With regard to Plaintiffs state-law discrimination claim, the analysis is somewhat different, but the claim is also time-barred. Under state law, “pursuant to the so-called ‘discovery rule,’ the statute of limitations for a particular cause of action does not begin to run until the plaintiff knows, or should have known, that she has been harmed by the defendant’s conduct.” Silvestris v. Tantasqua Reg’l Sch. Dist., 446 Mass. 756, 847 N.E.2d 328, 336 (2006). As applied to actions for employment discrimination, this means that the cause of action does not accrue until the plaintiff should reasonably have been aware that the adverse employment action was discriminatory. Id.; Wheatley v. American Tel. & Tel. Co., 418 Mass. 394, 636 N.E.2d 265, 268 (1994); see Svensson, 558 F.Supp.2d at 140.2

However, under state law there is also a three-year limitations period for filing civil actions based on state-law discrimination claims. Mass. Gen. Laws ch. 151B, § 9. Here, Plaintiff learned of the potential discrimination in January of 2010, but she did not file her complaint with this Court until August of 2014, which was four and a half years later. Therefore, it was not timely. I am aware that the MCAD did not issue its lack-of-probable-cause finding until November of 2013, which was after the expiration of the three-year limitations period for filing a civil suit, and that Plaintiff did not receive her right-to-sue letter from the EEOC until the spring of 2014. But, the statute of limitations for filing civil claims under state law runs separately from the MCAD’s and EEOC’s review processes.

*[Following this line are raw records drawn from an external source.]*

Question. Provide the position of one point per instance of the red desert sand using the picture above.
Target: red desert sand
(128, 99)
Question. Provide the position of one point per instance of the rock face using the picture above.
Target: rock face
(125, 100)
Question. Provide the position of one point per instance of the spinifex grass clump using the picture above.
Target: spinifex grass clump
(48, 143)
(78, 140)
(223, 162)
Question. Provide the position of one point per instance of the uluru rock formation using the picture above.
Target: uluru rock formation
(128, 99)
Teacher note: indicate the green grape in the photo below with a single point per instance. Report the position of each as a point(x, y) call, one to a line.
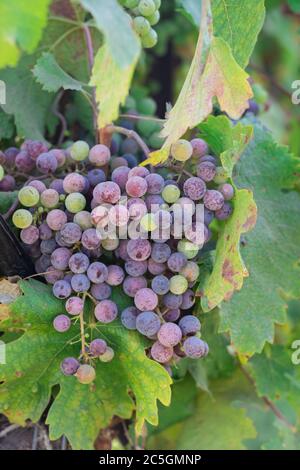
point(141, 25)
point(1, 172)
point(29, 196)
point(178, 284)
point(221, 175)
point(79, 151)
point(171, 193)
point(181, 150)
point(146, 7)
point(148, 223)
point(75, 202)
point(150, 39)
point(22, 218)
point(154, 19)
point(189, 249)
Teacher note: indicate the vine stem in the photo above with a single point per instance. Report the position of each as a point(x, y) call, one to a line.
point(268, 402)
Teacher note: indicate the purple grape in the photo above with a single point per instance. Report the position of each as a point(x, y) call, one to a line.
point(136, 186)
point(62, 289)
point(195, 348)
point(176, 262)
point(46, 163)
point(56, 219)
point(80, 283)
point(115, 275)
point(194, 188)
point(169, 334)
point(172, 301)
point(160, 252)
point(190, 325)
point(155, 183)
point(101, 291)
point(160, 285)
point(30, 235)
point(132, 285)
point(96, 176)
point(160, 353)
point(136, 268)
point(206, 171)
point(79, 263)
point(120, 176)
point(106, 311)
point(62, 323)
point(69, 366)
point(90, 239)
point(128, 317)
point(97, 347)
point(74, 183)
point(148, 323)
point(145, 299)
point(213, 200)
point(97, 272)
point(74, 305)
point(139, 250)
point(60, 258)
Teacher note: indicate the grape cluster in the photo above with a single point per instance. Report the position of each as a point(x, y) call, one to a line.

Thus, upon reconsideration, I erred in my initial decision by accepting Plaintiffs claims as timely. Based on the facts alleged in Plaintiffs complaint, it is understandable that she waited until 2010 to initiate the administrative process and until 2014 to file suit. As she alleges, she did *70not have a reason to know, prior to 2010, that her termination may have been motivated by discriminatory animus. Moreover, she no doubt thought it prudent to wait until the conclusion of the MCAD proceedings before bringing a lawsuit, and she needed the EEOC letter before she could assert her federal claim. Unfortunately, I am bound by the timing requirements of the admittedly convoluted administrative schemes, as well as by the case law of this Circuit, I must find that Plaintiffs claims are time-barred under state and federal law.

For these reason, the DOC’s motion for reconsideration (Docket No. 22) is granted and the DOC’s motion to dismiss (Docket No. 14) is granted. Plaintiffs complaint is hereby dismissed.

SO ORDERED.

. The MCAD acknowledged the timeliness question but did not decide the issue, choosing instead to make its findings on the assumption that Plaintiff’s compliant was timely. The EEOC adopted the MCAD’s conclusions and did not make any independent findings.

. The DOC appears to contend that state and federal law are identical in their absence of a discovery rale for employment discrimination cases, citing to Everett v. 357 Corp., 453 Mass. 585, 904 N.E.2d 733, 751 (2009), and Ocean Spray Cranberries, Inc. v. Massachusetts Comm’n Against Discrimination, 441 Mass. 632, 808 N.E.2d 257, 265 (2004). However, those cases dealt with the continuing-violations doctrine, not the discovery rale. The continuing-violations doctrine is not at issue in this case.